CEs were identified using in-house script. Briefly, the promoter regions (1 kb ± from TSS) were filtered out from H3K27ac and K3K4me1 dataset and nearby peaks (< 1 kb) were merged with GenomicRanges::reduce(min.gapwidth = 1000)74. Further, the conserved CEs were selected using BEDTools intersect followed by merging nearby genomic intervals with GenomicRanges::reduce(min.gapwidth = 1000). The consensus and cell-specific CEs were identified using BEDTools::intersect − f 0.9 − r and BEDTools::intersect − v, respectively. The functional interpretation of CEs was performed using GREAT, with the genomic regions previously lifted to hg38 genome using liftOver (https://genome.ucsc.edu/cgi-bin/hgLiftOver).

Tissue-specific CEs have been mapped to the DEGs using our in-house script. Specifically, we characterized the cis-regulatory landscapes of such genes defined by the borders of TADs. To do this we utilized the annotated TADs from chicken fibroblasts38. We identified the CEs located within the TADs encompassing DEGs and further associated them with DEGs. If the gene was located within genomic region not annotated by any TAD we defined cis-regulatory landscape as region ± 1 Mb from the TSS.

The enrichment tracks for H3K4me1 and H3K27ac ChIP-seq data were generated using deepTools75. Specifically, bamCoverage with reads per kilobase per million mapped reads (RPKM) per bin normalization was used. The enrichment tracks were visualized by loading to UCSC Genome Browser. The tracks visualized in UCSC Genome Browser were merged for biological replicates using transparent method (https://genome.ucsc.edu/cgi-bin/hgCollection).

Motif enrichment analysis of CEs

The motif enrichment analysis was preformed using HOMER33 tool with function “findMotifsGenome.pl”. The CEs coordinates were adjusted to 1 kb from the center of CE region. The randomly selected regions (1 kb size) from chicken genome as background. A p value ≤ 0.01 was considered to select significantly enriched motifs.

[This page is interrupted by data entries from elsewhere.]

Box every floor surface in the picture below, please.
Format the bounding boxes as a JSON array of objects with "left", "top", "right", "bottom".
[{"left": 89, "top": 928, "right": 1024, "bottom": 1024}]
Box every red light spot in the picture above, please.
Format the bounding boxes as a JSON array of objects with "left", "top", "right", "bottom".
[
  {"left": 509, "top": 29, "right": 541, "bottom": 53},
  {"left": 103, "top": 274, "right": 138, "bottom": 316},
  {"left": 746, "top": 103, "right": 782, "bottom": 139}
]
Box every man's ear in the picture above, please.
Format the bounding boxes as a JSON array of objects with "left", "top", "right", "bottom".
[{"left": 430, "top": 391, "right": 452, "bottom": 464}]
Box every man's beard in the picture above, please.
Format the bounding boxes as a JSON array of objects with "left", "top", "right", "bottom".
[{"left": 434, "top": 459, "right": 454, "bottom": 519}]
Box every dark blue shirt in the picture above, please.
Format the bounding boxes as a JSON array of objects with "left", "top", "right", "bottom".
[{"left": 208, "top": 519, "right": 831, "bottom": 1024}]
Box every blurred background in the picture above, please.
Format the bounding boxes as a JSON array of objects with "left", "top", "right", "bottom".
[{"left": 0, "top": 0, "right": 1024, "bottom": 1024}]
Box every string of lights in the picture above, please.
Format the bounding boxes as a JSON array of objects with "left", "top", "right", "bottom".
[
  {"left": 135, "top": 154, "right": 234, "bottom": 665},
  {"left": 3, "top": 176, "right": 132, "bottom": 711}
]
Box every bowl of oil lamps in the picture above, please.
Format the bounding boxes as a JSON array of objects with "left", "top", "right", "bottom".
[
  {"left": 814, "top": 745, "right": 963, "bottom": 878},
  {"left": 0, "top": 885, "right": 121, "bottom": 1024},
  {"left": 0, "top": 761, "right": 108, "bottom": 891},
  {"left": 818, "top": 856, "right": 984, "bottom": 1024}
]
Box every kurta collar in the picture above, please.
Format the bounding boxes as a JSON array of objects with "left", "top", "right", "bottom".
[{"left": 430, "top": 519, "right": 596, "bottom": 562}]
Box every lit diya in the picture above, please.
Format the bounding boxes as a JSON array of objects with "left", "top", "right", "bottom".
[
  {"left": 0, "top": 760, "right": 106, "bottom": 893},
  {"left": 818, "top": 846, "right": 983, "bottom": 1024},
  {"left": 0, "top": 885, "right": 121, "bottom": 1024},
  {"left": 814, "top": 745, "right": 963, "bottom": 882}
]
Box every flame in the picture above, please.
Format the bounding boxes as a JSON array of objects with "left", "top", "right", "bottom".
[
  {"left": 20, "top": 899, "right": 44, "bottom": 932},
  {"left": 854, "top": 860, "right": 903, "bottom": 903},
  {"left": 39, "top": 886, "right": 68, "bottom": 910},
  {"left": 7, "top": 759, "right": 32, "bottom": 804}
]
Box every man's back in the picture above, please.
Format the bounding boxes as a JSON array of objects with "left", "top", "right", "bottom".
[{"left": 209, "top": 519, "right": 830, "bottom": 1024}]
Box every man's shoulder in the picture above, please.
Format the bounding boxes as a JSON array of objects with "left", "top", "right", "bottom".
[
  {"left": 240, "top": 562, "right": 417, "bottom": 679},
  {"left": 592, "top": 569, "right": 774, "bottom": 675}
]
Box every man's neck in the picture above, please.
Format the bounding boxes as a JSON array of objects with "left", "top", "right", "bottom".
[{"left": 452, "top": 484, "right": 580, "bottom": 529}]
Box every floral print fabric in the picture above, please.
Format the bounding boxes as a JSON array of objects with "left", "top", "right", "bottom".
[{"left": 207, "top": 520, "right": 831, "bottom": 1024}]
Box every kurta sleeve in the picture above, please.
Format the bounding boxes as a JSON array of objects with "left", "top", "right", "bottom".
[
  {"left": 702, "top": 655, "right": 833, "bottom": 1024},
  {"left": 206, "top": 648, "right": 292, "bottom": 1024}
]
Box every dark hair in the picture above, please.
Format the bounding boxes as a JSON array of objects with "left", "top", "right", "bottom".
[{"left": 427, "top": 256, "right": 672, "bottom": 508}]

Annotation of CEs to disease-relevant genes, and identification of CEs associated with a higher risk of OA

To annotate CEs to disease-relevant genes and locate SNP within the CEs these genomic regions were lifted to hg38 genome using liftOver. The GREAT was used to associate CEs with genes and retriever human and mouse phenotypes. The GenomicRanges::findOverlaps was used to identify SNPs located within the CEs. To assess whether detected SNPs might damage motifs recognized by Transcription Factors, the motifbreakR tool was used44. Output was generated based on: human reference genome hg38, the SNPs were liftover to human reference genome hg38, and dbSNP versioned 155. No upstream filtering was performed except for removing variants with the same rsID. Default settings were used with the maximum p-value for a match to be called or a minimum score threshold set to 10–4.